Confession
Oh. Dear. Lord.
Why do I feel like my life is mostly one long episode of the Lucille Ball show?
I really cannot believe what I have done now. You will not believe this.
I have managed to shut down all the men's restrooms on the top 3 floors of my building.
Yes, I am TOTALLY serious.
It seemed like an innocuous action at the time...
Yesterday, I was cleaning out the refrigarator in the kitchen/copy and fax room of our office. I had dish in the fridge that had six-day-old brisket from Smokey Bones in it. (Which, surprisingly enough, still looked edible. But, I was not about to eat six day old brisket, nor was I going to haul it home with me in my lunch box.)
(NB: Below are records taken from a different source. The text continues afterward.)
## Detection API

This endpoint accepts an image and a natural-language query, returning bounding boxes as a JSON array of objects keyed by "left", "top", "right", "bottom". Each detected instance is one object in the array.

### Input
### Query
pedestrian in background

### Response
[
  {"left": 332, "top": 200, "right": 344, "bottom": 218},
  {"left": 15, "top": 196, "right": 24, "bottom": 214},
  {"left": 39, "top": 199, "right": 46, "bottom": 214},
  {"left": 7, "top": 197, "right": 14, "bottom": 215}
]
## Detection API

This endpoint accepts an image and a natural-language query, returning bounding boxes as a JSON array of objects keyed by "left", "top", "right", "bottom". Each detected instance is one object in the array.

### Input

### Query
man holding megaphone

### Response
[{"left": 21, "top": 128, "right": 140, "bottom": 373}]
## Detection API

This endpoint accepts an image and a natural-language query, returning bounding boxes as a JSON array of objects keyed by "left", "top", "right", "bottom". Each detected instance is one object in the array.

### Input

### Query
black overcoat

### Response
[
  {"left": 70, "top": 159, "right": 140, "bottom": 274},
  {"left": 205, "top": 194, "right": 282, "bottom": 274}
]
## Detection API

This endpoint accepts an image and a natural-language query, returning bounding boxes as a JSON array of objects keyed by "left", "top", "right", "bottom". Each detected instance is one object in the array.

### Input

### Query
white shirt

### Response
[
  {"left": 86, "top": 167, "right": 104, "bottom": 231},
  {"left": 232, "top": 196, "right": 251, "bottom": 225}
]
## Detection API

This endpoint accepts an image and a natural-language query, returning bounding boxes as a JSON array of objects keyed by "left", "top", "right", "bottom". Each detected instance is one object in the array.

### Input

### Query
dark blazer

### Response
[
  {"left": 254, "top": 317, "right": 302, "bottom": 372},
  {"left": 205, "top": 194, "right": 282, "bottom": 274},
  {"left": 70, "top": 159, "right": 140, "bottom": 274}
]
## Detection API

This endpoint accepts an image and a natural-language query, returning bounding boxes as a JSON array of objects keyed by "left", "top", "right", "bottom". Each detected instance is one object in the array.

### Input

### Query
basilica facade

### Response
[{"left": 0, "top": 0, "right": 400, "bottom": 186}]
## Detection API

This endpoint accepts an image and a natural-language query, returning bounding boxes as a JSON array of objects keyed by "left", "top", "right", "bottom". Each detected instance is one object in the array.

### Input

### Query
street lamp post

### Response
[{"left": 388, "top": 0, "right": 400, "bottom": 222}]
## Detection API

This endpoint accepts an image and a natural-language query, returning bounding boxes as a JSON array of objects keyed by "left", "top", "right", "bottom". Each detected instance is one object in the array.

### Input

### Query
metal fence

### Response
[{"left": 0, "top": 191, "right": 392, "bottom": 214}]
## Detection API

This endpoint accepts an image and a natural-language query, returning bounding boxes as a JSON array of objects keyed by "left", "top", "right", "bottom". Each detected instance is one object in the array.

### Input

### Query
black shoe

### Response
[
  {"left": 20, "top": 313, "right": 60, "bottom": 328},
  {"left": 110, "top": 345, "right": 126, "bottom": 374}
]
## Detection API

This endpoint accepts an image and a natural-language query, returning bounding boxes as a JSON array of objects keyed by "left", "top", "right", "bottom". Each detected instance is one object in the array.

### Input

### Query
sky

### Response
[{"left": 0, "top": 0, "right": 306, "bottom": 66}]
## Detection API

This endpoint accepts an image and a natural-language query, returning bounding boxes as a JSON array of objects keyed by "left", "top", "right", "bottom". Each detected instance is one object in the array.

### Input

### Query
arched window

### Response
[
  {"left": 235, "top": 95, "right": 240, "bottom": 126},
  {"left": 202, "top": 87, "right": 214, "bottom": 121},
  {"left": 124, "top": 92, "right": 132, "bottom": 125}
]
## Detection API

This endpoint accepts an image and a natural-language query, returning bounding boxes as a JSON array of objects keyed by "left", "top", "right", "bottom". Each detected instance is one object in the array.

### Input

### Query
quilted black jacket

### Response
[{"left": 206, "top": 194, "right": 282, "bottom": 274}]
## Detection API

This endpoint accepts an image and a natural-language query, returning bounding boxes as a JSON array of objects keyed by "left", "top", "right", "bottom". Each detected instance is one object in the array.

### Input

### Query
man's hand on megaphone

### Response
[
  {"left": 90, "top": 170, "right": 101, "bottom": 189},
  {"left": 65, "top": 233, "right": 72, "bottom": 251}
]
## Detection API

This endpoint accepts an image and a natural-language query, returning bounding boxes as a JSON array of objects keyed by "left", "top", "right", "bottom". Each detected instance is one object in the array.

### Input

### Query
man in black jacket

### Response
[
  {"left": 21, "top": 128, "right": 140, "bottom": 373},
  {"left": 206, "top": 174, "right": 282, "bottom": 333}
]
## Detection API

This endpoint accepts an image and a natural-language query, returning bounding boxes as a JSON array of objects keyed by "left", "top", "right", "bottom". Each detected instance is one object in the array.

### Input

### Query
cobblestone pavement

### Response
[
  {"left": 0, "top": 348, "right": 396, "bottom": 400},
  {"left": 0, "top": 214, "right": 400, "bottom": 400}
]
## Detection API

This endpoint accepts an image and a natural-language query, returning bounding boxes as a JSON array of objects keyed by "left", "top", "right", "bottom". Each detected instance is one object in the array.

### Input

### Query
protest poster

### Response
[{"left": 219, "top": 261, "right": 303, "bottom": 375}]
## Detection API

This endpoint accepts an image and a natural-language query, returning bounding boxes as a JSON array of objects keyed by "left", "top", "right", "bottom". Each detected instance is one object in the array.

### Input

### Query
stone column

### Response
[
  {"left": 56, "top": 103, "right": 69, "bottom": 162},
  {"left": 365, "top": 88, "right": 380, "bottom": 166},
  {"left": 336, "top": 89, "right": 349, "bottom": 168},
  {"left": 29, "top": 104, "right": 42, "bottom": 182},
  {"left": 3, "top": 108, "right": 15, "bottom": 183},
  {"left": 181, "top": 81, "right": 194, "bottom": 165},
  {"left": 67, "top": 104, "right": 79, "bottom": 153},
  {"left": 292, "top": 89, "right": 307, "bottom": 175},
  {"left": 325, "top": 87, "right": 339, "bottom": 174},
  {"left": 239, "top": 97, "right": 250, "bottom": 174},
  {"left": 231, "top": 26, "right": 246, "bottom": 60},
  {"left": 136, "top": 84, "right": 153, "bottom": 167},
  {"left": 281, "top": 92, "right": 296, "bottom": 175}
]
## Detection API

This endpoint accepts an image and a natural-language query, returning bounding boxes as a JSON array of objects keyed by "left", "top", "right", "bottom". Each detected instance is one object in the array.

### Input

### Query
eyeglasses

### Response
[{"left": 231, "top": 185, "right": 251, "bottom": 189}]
(The reason I was doing something like cleaning the fridge when I am in fact paid to do things like foreclose on homes and get people divorced, is because I could not be trusted to handle any of those things yesterday, and, the fridge was gross.)
It seemed to me that the logical thing was to put the meat in the garbage disposal of the sink. (No, I don't know why there is a garbage disposal in a kitchen/copy room on the 22nd floor of an office building. But, it's there.)
Apparently...that was a bad move.
Because, apparently...this clogged the sink.
And, apparently, the clogged drain backed up into the men's room on our floor...and the floor above...and the floor below.
There is, reportedly, a disgusting "gray-upchuck-like-goo" now covering every sink in all three men's rooms.
And there is a man on his back with his feet against our copy machine, with his head under the sink, banging on our pipes and swearing.
And I must confess that there is a VERY BAD SMELL that is VAGUELY REMINISCENT of beef brisket wafting up from the sink area.
I don't know how I get myself in this situations. I really don't.
And I am NOT about to tell ANYBODY HERE that I was the one who put the beef brisket in the garbage disposal. No way.
ARGH!
1 Comments:
Oh my goodness! If it does that to a sink imagine what would have happened if you had eaten it.